As far as we are aware, expression of JAM-A at the BBB has not been studied previously and our study is the first to examine an association between JAM-A polymorphism and VaD.

Having a slightly older age group as controls may mean we are more confident that these participants are truly negative for cognitive impairment as they are subjected to longer periods of adverse cerebrovascular risk factors (if present) and therefore are less likely to be false-negative controls when compared to the situation if controls were to be younger than or equal to the age of VaD patients.

However, there are limitations to the findings of our study. The population of our CSVD sample is small. Hence, the sample may not have adequate power to detect small differences as illustrated when genotypes of rs2481084 were analyzed with hyperlipidemia (OR = 3.210, p = 0.054) and with diabetes (OR = 3.620, p = 0.069) when CSVD patients were compared to controls (p values just eclipsed 0.050 threshold).

Nevertheless, our study may serve as a pilot for bigger studies that may prove genetic polymorphisms of tight junctions of blood brain barrier when they interact with vascular risk factors (diabetes, hypertension, or hyperlipidaemia) may pose additional burden as risk factors for CSVD.

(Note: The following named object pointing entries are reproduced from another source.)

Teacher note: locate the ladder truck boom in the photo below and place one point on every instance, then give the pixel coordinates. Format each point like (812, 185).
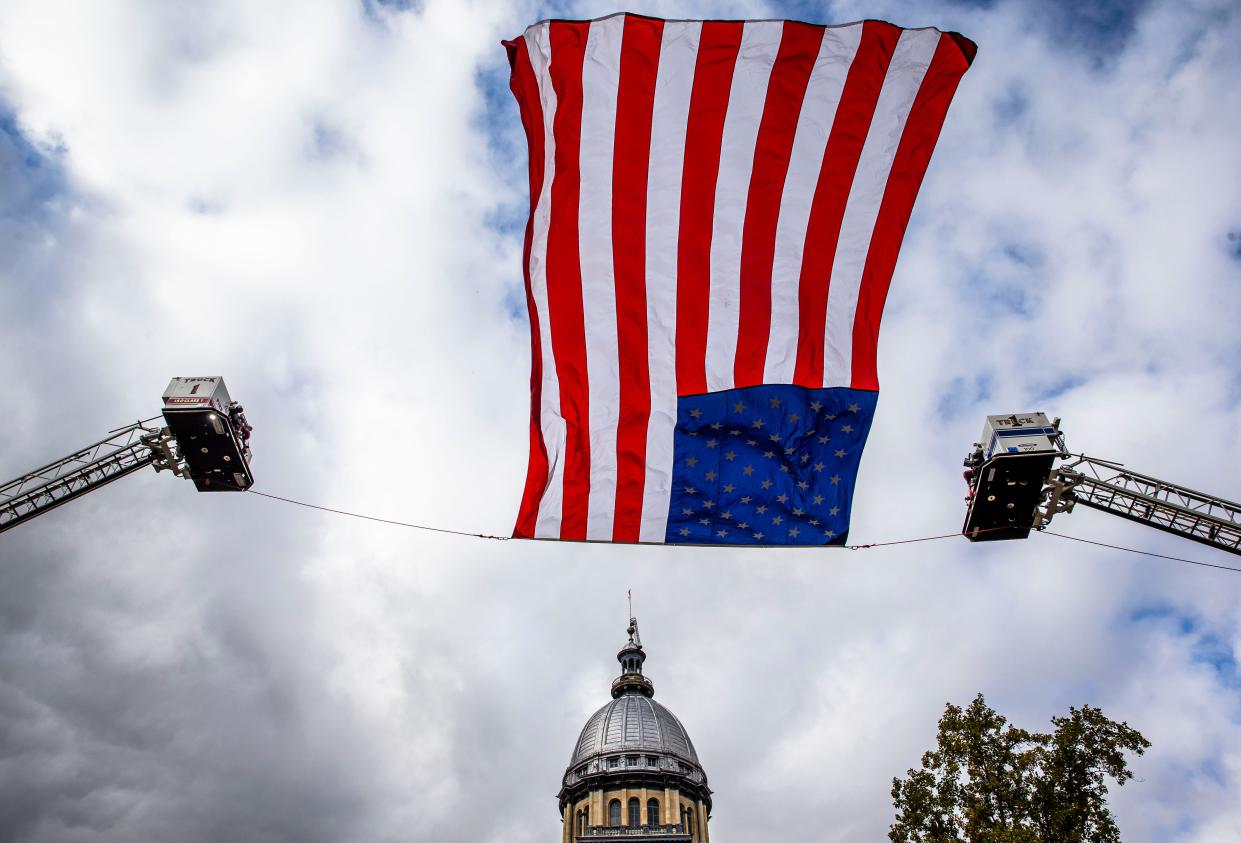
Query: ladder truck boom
(1015, 487)
(205, 440)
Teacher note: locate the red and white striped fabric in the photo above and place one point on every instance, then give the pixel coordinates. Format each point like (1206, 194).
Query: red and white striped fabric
(714, 205)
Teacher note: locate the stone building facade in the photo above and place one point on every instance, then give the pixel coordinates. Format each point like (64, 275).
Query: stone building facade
(634, 774)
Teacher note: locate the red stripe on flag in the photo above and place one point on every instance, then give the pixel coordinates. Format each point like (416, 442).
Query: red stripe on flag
(951, 61)
(636, 101)
(565, 273)
(525, 90)
(786, 90)
(709, 104)
(844, 147)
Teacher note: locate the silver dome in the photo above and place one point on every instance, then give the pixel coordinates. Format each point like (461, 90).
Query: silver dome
(633, 723)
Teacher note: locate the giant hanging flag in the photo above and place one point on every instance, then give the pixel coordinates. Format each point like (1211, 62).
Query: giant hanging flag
(715, 215)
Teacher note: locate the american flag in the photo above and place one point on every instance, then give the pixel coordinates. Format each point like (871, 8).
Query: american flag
(715, 215)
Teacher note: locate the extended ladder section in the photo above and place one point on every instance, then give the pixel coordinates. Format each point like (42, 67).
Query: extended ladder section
(206, 440)
(1015, 487)
(1112, 488)
(123, 452)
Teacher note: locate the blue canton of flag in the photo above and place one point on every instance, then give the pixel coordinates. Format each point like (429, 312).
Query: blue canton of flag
(767, 464)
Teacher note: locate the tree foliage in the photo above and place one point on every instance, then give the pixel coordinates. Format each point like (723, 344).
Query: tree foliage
(990, 782)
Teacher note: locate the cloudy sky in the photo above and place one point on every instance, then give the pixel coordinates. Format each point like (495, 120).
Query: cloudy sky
(323, 201)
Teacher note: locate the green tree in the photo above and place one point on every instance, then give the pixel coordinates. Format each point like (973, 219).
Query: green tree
(990, 782)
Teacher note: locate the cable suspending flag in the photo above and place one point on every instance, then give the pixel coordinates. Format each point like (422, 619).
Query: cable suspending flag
(715, 215)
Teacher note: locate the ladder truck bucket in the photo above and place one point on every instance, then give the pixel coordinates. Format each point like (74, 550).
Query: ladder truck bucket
(211, 433)
(1007, 473)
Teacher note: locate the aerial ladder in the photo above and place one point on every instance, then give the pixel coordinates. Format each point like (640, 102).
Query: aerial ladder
(205, 437)
(1016, 486)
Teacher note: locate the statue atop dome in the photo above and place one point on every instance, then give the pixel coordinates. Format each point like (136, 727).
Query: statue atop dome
(634, 766)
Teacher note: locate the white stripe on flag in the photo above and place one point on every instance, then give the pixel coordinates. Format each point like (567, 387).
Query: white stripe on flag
(910, 61)
(813, 129)
(674, 82)
(552, 425)
(601, 80)
(760, 44)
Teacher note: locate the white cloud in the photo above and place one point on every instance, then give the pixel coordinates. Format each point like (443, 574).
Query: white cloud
(308, 199)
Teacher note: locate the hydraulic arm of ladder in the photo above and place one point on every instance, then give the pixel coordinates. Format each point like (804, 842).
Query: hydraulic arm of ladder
(124, 451)
(1112, 488)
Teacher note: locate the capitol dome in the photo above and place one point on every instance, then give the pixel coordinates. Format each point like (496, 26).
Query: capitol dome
(634, 770)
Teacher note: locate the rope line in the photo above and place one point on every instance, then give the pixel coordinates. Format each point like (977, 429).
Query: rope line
(602, 541)
(1146, 553)
(861, 546)
(381, 520)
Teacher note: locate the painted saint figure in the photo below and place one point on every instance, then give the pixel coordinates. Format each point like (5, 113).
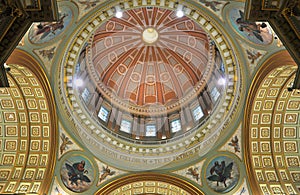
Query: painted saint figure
(222, 172)
(50, 27)
(76, 172)
(251, 28)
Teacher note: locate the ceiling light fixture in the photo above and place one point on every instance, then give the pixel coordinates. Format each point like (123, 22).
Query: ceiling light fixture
(78, 82)
(179, 12)
(119, 13)
(222, 81)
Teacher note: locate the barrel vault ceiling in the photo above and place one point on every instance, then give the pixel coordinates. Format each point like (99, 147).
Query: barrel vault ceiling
(150, 97)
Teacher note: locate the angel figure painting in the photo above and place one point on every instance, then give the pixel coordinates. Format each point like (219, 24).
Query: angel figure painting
(77, 174)
(42, 32)
(222, 174)
(256, 32)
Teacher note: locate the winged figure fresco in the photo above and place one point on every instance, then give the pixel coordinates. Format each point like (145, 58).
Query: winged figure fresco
(220, 172)
(76, 172)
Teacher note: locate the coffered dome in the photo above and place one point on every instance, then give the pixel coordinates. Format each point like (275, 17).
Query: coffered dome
(150, 59)
(150, 81)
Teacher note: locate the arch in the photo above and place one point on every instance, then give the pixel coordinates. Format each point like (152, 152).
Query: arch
(158, 184)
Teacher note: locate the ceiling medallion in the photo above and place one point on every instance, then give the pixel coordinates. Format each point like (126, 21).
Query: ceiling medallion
(150, 35)
(136, 153)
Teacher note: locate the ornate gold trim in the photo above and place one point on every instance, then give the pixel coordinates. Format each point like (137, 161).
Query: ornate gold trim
(148, 176)
(23, 58)
(274, 61)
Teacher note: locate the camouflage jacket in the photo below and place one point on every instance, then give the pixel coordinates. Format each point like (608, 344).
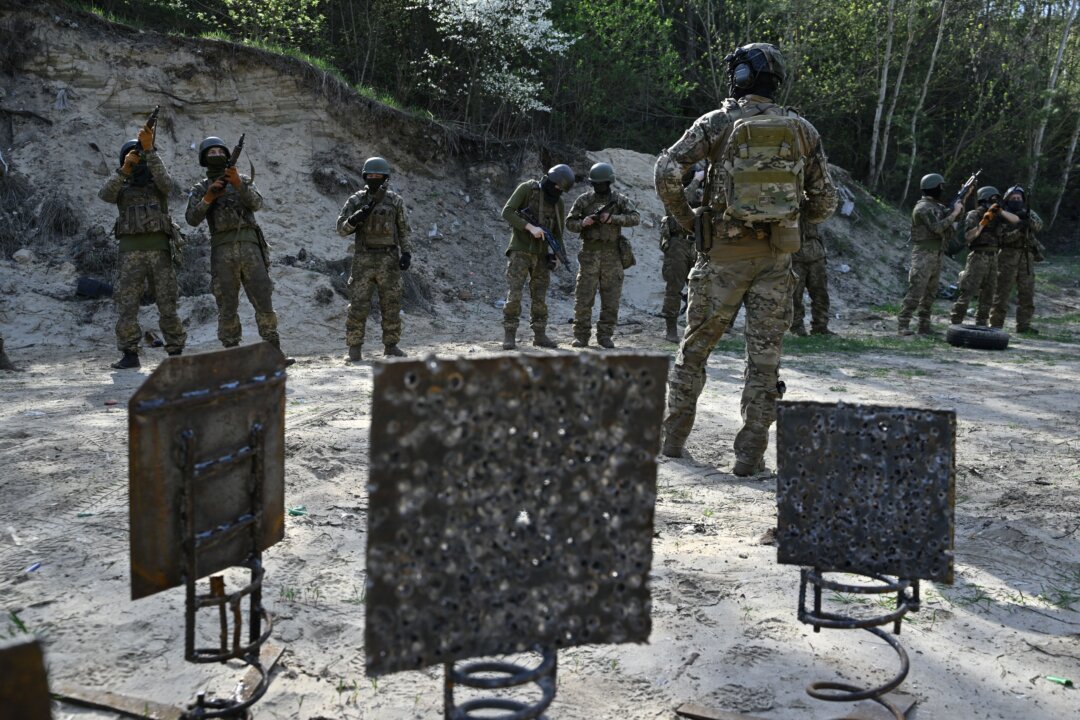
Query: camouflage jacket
(705, 139)
(229, 217)
(387, 225)
(144, 221)
(1022, 235)
(812, 248)
(931, 225)
(528, 194)
(623, 214)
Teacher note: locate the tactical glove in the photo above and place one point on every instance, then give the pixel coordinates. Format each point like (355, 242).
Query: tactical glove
(146, 138)
(214, 191)
(131, 160)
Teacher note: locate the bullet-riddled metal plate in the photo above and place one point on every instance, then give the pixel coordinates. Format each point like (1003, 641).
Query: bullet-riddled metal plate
(511, 504)
(219, 397)
(24, 685)
(866, 489)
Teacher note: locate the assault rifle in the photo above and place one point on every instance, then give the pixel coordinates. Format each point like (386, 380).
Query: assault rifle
(150, 122)
(356, 218)
(967, 188)
(555, 246)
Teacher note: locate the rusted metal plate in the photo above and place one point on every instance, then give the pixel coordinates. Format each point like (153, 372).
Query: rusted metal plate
(866, 489)
(511, 504)
(218, 397)
(24, 685)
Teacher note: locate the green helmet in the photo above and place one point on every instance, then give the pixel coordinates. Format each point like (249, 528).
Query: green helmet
(602, 173)
(562, 176)
(931, 181)
(211, 143)
(375, 166)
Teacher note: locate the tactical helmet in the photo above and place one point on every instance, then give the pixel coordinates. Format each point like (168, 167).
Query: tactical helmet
(562, 176)
(747, 62)
(375, 166)
(211, 143)
(127, 147)
(1013, 189)
(602, 173)
(931, 181)
(984, 193)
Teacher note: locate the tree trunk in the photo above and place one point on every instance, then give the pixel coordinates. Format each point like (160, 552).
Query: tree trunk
(882, 91)
(876, 179)
(922, 98)
(1065, 172)
(1051, 86)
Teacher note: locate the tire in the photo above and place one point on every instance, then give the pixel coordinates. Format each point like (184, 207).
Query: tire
(976, 337)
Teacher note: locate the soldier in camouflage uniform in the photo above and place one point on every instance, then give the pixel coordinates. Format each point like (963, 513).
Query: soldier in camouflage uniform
(140, 189)
(739, 260)
(810, 275)
(597, 215)
(983, 229)
(932, 223)
(679, 255)
(381, 253)
(5, 364)
(529, 259)
(1020, 252)
(240, 255)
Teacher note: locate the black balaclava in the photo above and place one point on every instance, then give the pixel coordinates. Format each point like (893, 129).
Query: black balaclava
(551, 191)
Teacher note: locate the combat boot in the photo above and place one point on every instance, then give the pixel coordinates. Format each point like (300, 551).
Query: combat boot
(744, 469)
(127, 362)
(540, 339)
(672, 335)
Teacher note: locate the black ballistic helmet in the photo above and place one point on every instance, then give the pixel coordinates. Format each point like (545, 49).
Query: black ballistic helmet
(211, 143)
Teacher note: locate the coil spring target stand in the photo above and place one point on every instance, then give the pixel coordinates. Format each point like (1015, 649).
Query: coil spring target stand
(907, 600)
(865, 490)
(228, 605)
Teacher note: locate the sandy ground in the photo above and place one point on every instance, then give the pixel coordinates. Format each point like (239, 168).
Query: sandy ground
(725, 632)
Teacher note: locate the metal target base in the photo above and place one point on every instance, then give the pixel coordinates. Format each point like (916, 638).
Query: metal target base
(907, 600)
(471, 675)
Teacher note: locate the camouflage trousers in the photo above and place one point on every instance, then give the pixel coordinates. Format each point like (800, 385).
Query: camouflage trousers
(137, 268)
(716, 291)
(522, 268)
(234, 266)
(979, 277)
(810, 276)
(1015, 267)
(678, 258)
(597, 270)
(370, 272)
(921, 286)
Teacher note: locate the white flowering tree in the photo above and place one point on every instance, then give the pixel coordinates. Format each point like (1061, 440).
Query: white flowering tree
(487, 57)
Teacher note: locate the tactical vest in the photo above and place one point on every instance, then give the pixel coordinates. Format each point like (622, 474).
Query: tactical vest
(602, 233)
(229, 213)
(143, 209)
(379, 229)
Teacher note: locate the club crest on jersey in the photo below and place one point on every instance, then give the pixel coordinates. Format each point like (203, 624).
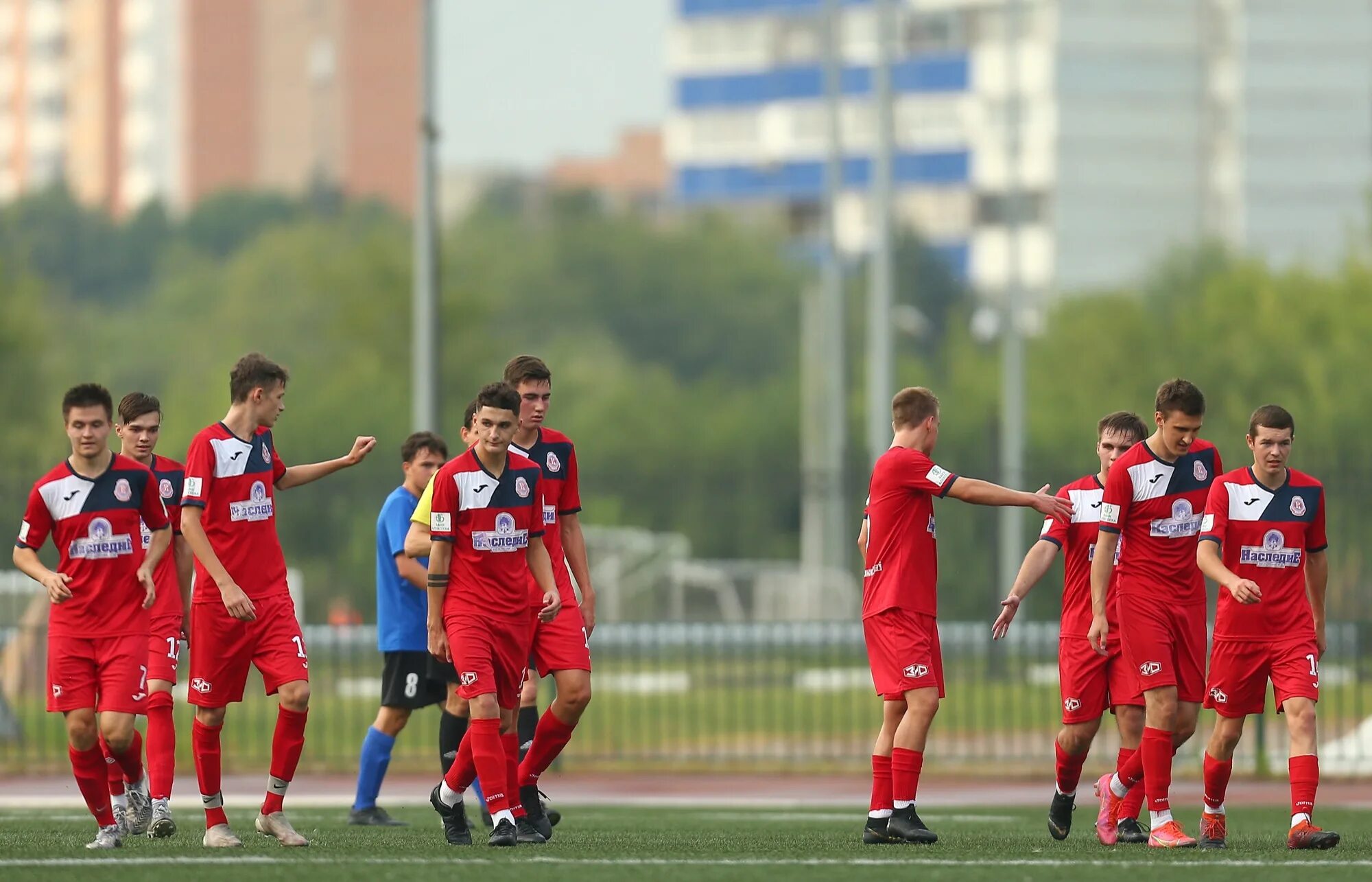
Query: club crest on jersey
(1273, 554)
(257, 507)
(503, 539)
(1185, 521)
(101, 543)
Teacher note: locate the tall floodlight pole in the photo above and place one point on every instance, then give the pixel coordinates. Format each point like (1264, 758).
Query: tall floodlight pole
(1013, 347)
(880, 333)
(425, 356)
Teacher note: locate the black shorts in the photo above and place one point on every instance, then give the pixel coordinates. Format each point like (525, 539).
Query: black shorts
(441, 671)
(407, 683)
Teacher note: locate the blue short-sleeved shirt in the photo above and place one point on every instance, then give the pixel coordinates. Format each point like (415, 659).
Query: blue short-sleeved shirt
(401, 607)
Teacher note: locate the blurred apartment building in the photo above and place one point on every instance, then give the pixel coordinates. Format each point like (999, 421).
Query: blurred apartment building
(130, 101)
(1144, 126)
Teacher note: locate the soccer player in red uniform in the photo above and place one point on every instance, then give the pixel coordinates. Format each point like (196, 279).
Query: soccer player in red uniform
(488, 529)
(562, 646)
(1153, 503)
(901, 601)
(242, 612)
(139, 428)
(1090, 683)
(1268, 524)
(95, 504)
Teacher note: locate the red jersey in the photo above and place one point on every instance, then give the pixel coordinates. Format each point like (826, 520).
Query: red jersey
(1156, 506)
(554, 452)
(233, 480)
(169, 476)
(1078, 539)
(1266, 537)
(490, 522)
(902, 562)
(94, 524)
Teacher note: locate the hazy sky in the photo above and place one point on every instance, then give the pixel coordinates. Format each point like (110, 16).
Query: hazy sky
(525, 82)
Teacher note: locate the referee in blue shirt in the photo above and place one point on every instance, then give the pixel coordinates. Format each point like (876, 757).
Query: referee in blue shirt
(401, 627)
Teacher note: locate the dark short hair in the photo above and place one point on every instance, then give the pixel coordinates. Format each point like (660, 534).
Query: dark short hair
(1271, 417)
(255, 371)
(1181, 395)
(1122, 422)
(913, 406)
(138, 404)
(88, 395)
(423, 441)
(526, 369)
(500, 396)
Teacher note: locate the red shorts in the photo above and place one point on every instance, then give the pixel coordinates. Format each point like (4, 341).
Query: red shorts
(1093, 683)
(560, 645)
(106, 673)
(1240, 673)
(164, 649)
(903, 651)
(1166, 645)
(223, 647)
(490, 654)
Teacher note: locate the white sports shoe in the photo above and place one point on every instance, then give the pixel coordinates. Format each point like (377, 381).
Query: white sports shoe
(220, 835)
(139, 813)
(106, 838)
(279, 828)
(163, 824)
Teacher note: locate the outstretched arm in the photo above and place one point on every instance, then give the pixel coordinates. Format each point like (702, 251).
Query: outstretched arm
(296, 476)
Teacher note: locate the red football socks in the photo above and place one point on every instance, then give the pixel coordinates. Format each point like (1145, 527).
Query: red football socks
(905, 774)
(88, 767)
(287, 743)
(549, 739)
(882, 798)
(1157, 767)
(1134, 800)
(1216, 782)
(161, 746)
(489, 757)
(205, 741)
(1069, 768)
(1131, 772)
(1305, 780)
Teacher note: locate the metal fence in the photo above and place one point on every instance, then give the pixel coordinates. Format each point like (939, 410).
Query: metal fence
(713, 695)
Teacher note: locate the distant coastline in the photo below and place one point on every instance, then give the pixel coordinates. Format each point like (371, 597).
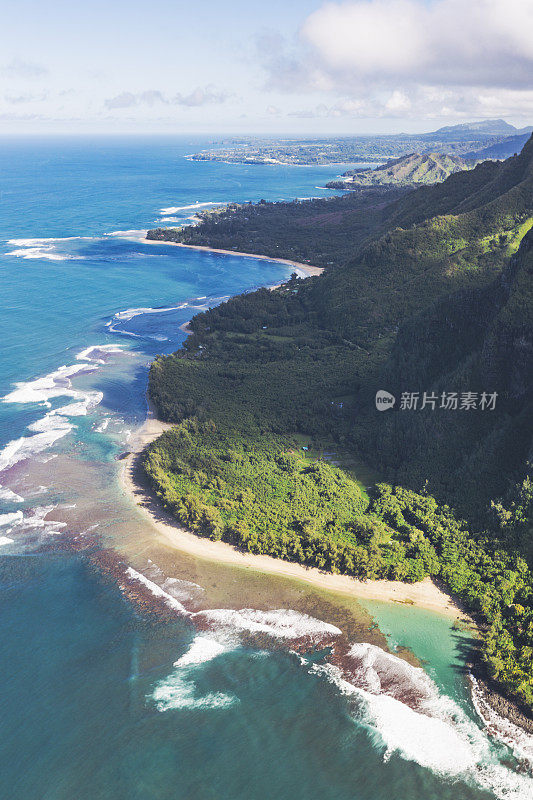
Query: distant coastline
(424, 594)
(308, 269)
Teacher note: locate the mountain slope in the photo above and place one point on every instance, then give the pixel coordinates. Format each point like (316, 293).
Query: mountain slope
(410, 170)
(504, 149)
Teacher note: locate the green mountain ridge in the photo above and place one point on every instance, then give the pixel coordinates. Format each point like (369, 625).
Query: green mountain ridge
(410, 170)
(425, 291)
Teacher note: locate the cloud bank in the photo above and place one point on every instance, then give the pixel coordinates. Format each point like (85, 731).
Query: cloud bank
(407, 57)
(207, 95)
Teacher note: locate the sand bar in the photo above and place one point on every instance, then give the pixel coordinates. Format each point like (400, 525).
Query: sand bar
(424, 594)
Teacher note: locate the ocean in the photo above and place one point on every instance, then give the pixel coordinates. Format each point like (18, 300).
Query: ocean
(230, 684)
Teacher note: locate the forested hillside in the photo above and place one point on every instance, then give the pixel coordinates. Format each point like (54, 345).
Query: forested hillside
(411, 170)
(429, 293)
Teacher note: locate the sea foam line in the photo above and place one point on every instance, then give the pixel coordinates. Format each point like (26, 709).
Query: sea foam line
(56, 423)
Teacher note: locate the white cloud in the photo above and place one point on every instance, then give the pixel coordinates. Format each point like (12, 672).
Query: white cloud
(123, 100)
(23, 69)
(409, 58)
(199, 97)
(448, 42)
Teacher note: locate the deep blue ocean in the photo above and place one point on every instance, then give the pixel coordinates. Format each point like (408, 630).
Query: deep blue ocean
(231, 694)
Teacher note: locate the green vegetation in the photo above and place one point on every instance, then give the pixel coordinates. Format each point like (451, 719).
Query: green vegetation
(453, 140)
(411, 170)
(424, 291)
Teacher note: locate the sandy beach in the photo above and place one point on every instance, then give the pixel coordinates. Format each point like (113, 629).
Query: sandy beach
(424, 594)
(308, 269)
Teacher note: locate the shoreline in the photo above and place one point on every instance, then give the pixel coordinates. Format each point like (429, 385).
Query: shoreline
(424, 594)
(308, 269)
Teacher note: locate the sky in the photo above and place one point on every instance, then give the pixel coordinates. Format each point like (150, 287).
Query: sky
(296, 67)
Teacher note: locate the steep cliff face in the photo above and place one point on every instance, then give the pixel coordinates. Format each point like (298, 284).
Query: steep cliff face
(507, 352)
(476, 340)
(452, 237)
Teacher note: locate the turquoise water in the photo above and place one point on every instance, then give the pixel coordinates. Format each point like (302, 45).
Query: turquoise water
(99, 700)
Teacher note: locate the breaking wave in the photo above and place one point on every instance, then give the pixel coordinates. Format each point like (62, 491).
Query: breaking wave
(42, 391)
(178, 690)
(45, 248)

D. K. Y. Chan conceptualized and contributed to writing the paper. Data collection and writing was done by P. X., K. K., S.C., N.B. conducted laboratory work; E. K. W. C contributed to writing; Y. H. X performed data analysis.

Not applicable.

None.

Daniel Chan is the Editorial Board member of Aging Medicine and one of the co-authors of this article. To minimize bias, he was excluded from all editorial decision-making related to the acceptance of this article for publication. Other authors have nothing to disclose.

Ethics was obtained from South Western Sydney Local Health District Human Research Ethics Committee (HREC/16/LPOOL/199).